The problem is following.
1.13 Espace Etale of a Presheaf.
Given a presheaf $\mathscr F$ on $X$, we define a topological space $Spe(\mathscr F)$, called the espace etale of $\mathscr F$, as follows. As a set, $Spe(\mathscr F) = \bigcup _{P \in X} \mathscr F$. We define a projection map $\pi : Spe(\mathscr F )\to X$ by sending $s\in \mathscr F_P$ to $P$. For each open set $U \subseteq X$ and each section $s \in \mathscr F(U)$, we obtain a map $\bar s : U\to Spe(\mathscr F)$by sending $P \mapsto s_P$, its germ at $P$. This map has the property that $\pi \circ \bar s = id_U$, in other words, it is a "section" of $\pi$ over $U$. We now make $Spe(\mathscr F)$ into a topological space by giving it the strongest topology such that all the maps $\bar s : U\to Spe(\mathscr F)$ for all $U$, and all $s \in \mathscr F(U)$, are continuous.

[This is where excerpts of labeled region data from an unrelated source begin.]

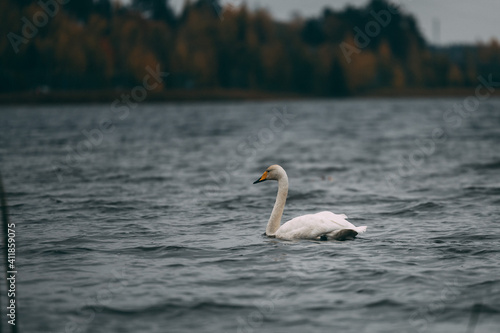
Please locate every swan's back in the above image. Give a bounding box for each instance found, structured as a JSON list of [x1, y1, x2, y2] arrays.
[[276, 212, 366, 239]]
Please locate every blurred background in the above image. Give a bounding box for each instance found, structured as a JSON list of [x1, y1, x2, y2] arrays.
[[0, 0, 500, 102]]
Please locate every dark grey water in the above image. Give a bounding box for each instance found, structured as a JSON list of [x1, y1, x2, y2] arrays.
[[0, 99, 500, 333]]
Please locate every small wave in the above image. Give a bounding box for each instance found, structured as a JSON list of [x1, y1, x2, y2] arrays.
[[380, 201, 443, 217], [464, 160, 500, 170], [365, 298, 404, 308], [464, 186, 500, 195], [83, 301, 254, 317]]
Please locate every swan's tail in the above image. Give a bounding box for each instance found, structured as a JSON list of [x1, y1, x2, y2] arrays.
[[352, 225, 366, 234]]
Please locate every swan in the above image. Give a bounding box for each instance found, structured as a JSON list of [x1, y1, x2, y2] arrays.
[[254, 164, 366, 240]]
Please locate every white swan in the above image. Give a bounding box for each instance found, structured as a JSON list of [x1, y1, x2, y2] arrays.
[[254, 165, 366, 240]]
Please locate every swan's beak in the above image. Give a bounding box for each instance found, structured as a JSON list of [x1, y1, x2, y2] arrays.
[[253, 171, 267, 184]]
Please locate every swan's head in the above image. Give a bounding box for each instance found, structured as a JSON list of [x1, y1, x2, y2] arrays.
[[254, 164, 286, 184]]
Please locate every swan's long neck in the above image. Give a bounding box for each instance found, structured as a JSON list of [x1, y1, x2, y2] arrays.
[[266, 173, 288, 236]]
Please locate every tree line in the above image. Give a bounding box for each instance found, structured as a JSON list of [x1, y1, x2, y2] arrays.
[[0, 0, 500, 96]]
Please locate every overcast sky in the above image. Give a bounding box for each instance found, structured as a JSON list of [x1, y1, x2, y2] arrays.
[[123, 0, 500, 44]]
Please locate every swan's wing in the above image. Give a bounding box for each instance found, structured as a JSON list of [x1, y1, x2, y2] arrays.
[[276, 212, 366, 239]]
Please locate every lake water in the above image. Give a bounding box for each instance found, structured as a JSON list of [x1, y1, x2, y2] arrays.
[[0, 99, 500, 333]]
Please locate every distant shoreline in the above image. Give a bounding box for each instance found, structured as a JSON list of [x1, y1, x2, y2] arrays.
[[0, 87, 500, 105]]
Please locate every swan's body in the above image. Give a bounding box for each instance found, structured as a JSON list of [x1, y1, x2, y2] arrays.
[[254, 165, 366, 240]]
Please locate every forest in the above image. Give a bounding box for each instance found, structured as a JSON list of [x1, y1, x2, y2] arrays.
[[0, 0, 500, 97]]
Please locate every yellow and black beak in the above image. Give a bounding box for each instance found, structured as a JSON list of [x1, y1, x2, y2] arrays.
[[253, 171, 267, 184]]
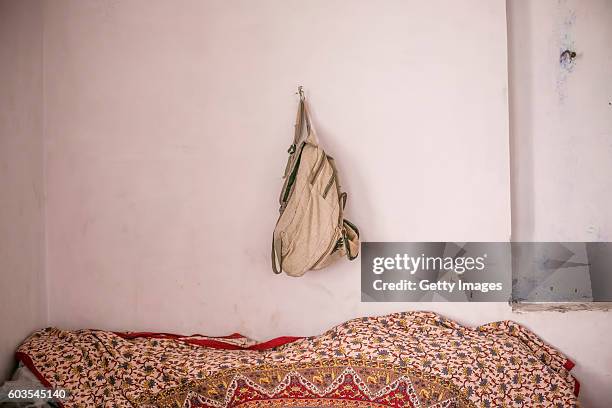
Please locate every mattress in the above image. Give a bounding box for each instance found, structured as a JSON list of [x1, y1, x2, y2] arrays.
[[17, 312, 579, 408]]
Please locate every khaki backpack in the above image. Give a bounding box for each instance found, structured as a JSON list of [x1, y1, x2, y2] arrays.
[[272, 91, 359, 276]]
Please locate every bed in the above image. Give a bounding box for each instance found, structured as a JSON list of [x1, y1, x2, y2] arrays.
[[17, 312, 579, 408]]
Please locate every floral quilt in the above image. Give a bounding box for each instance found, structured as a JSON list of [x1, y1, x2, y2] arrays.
[[17, 312, 579, 408]]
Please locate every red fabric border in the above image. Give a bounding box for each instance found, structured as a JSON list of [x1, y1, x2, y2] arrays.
[[113, 332, 302, 350]]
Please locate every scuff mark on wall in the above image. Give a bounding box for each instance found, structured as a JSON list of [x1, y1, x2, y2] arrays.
[[557, 0, 577, 104]]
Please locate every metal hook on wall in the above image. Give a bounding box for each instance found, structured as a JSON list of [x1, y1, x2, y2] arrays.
[[296, 85, 306, 100]]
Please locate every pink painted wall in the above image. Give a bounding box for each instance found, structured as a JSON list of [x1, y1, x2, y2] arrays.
[[45, 0, 510, 339], [0, 0, 47, 382], [2, 0, 612, 407]]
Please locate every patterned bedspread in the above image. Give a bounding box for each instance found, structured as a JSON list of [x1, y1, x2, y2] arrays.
[[17, 312, 578, 408]]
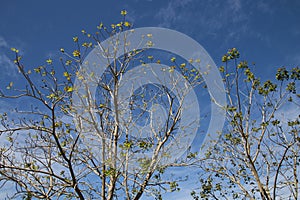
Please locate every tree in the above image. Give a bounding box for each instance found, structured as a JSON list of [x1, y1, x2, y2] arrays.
[[192, 48, 300, 200], [0, 11, 209, 200]]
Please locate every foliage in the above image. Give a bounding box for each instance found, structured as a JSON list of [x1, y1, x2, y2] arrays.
[[192, 48, 300, 200], [0, 10, 202, 200]]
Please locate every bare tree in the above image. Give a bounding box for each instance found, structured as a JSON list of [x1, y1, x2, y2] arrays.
[[0, 11, 207, 200], [192, 48, 300, 200]]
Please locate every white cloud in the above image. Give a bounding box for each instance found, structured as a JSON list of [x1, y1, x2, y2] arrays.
[[156, 0, 193, 27], [0, 54, 18, 80]]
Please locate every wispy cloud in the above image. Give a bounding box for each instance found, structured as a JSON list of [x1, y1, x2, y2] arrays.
[[0, 36, 18, 81], [0, 36, 8, 48]]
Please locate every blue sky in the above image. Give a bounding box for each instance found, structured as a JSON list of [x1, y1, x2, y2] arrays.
[[0, 0, 300, 197], [0, 0, 300, 78]]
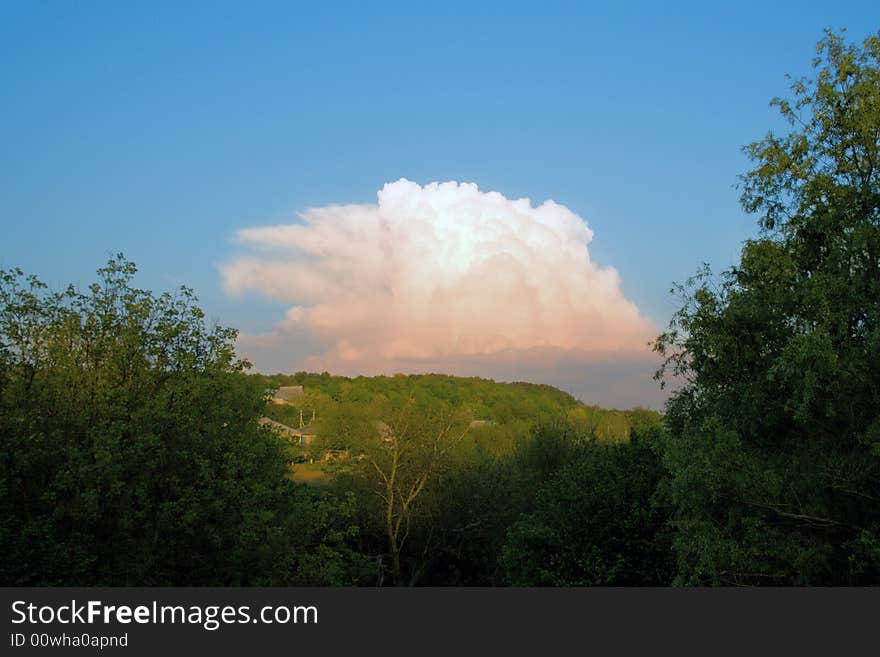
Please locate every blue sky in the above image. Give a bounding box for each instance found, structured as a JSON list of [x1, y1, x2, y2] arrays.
[[0, 2, 880, 400]]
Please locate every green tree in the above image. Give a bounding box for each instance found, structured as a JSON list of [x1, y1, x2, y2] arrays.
[[330, 397, 472, 585], [656, 32, 880, 584], [501, 430, 674, 586], [0, 255, 322, 585]]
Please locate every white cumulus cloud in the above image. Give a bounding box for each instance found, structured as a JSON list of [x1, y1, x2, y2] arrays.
[[221, 179, 657, 405]]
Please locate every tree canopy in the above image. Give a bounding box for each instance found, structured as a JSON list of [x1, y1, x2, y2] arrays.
[[656, 32, 880, 584]]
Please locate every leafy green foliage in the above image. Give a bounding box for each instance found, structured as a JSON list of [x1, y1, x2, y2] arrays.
[[501, 434, 674, 586], [0, 256, 364, 585], [656, 32, 880, 584]]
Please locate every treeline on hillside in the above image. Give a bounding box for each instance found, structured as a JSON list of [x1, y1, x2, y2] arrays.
[[0, 256, 671, 585], [252, 372, 659, 441], [0, 33, 880, 585]]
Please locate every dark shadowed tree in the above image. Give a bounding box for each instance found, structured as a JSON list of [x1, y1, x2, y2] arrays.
[[656, 32, 880, 584]]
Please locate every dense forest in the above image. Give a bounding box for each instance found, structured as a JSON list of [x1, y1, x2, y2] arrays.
[[0, 32, 880, 586]]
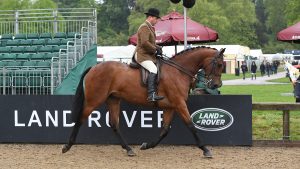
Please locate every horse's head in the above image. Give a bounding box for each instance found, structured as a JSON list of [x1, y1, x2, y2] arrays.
[[203, 49, 225, 89]]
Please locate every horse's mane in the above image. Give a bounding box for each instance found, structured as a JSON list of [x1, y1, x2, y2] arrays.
[[171, 46, 217, 59]]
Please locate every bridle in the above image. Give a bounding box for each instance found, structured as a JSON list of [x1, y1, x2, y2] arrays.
[[158, 51, 223, 85]]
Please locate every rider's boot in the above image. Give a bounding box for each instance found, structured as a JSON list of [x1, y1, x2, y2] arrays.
[[147, 73, 164, 102]]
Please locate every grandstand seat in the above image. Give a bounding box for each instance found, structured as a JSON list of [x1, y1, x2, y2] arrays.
[[27, 75, 42, 87], [24, 46, 38, 53], [38, 46, 52, 53], [27, 33, 40, 39], [23, 60, 37, 66], [30, 53, 45, 60], [0, 61, 7, 67], [47, 39, 60, 46], [36, 61, 51, 69], [0, 74, 11, 87], [53, 32, 67, 39], [0, 53, 16, 61], [1, 34, 13, 40], [53, 45, 67, 52], [67, 32, 80, 39], [32, 39, 46, 46], [16, 53, 31, 60], [0, 46, 11, 53], [6, 61, 22, 67], [6, 39, 20, 46], [12, 75, 27, 87], [10, 46, 25, 53], [40, 32, 52, 39], [44, 52, 59, 60], [15, 33, 27, 39], [19, 39, 32, 46], [60, 38, 74, 45]]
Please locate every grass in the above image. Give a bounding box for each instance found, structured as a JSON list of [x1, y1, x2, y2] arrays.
[[220, 80, 300, 140]]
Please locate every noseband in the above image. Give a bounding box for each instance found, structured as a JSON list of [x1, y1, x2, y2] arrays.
[[203, 51, 223, 85]]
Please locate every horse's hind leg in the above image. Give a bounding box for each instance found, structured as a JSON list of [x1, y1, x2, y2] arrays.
[[62, 106, 97, 153], [62, 122, 81, 153], [106, 96, 136, 156], [178, 102, 212, 158], [140, 110, 174, 150]]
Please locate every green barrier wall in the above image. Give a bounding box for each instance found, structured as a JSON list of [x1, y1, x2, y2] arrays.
[[54, 45, 97, 95]]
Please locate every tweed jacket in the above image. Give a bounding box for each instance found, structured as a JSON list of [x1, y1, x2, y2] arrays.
[[136, 21, 158, 63]]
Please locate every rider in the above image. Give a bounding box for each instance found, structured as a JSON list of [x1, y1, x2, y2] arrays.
[[135, 8, 164, 102]]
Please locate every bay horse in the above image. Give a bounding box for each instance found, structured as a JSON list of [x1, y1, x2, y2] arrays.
[[62, 46, 225, 157]]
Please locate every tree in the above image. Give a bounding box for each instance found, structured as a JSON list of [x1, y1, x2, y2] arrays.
[[255, 0, 268, 46], [0, 0, 31, 10], [285, 0, 300, 25]]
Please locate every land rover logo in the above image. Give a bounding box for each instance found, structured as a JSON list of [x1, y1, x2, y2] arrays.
[[191, 108, 233, 131]]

Now show that the sheaf $\mathscr F^+$ associated to $\mathscr F$ can be described as follows: for any open set $U \subseteq X, \mathscr F^+ (U)$ is the set of continuous sections of $Spe(\mathscr F)$ over $U$. In particular, the original presheaf $\mathscr F$ was a sheaf if and only if for each $U$, $\mathscr F (U)$ is equal to the set of all continuous sections of $Spe(\mathscr F)$ over $U$.
I understood all but the last line. If $\mathscr F$ was a sheaf, $\mathscr F$ is isomorphic to $\mathscr F^+$ and so for each $U$, $\mathscr F (U)$ is equal to the set of all continuous sections of $Spe(\mathscr F)$ over $U$. But the converse is unclear to me. In general the map $\theta : \mathscr F \to \mathscr F^+$ is not injective since the injectivity requires sheaf conditions. In this situation how can we regard the elements of $\mathscr F(U)$ as sections of $Spe(\mathscr F)$ over $U$? Is injective the map $\theta : \mathscr F \to \mathscr F^+$ even in the case of presheaf $\mathscr F$? $\theta$ is defined by $ s \mapsto (\bar s : P \mapsto s_P )$.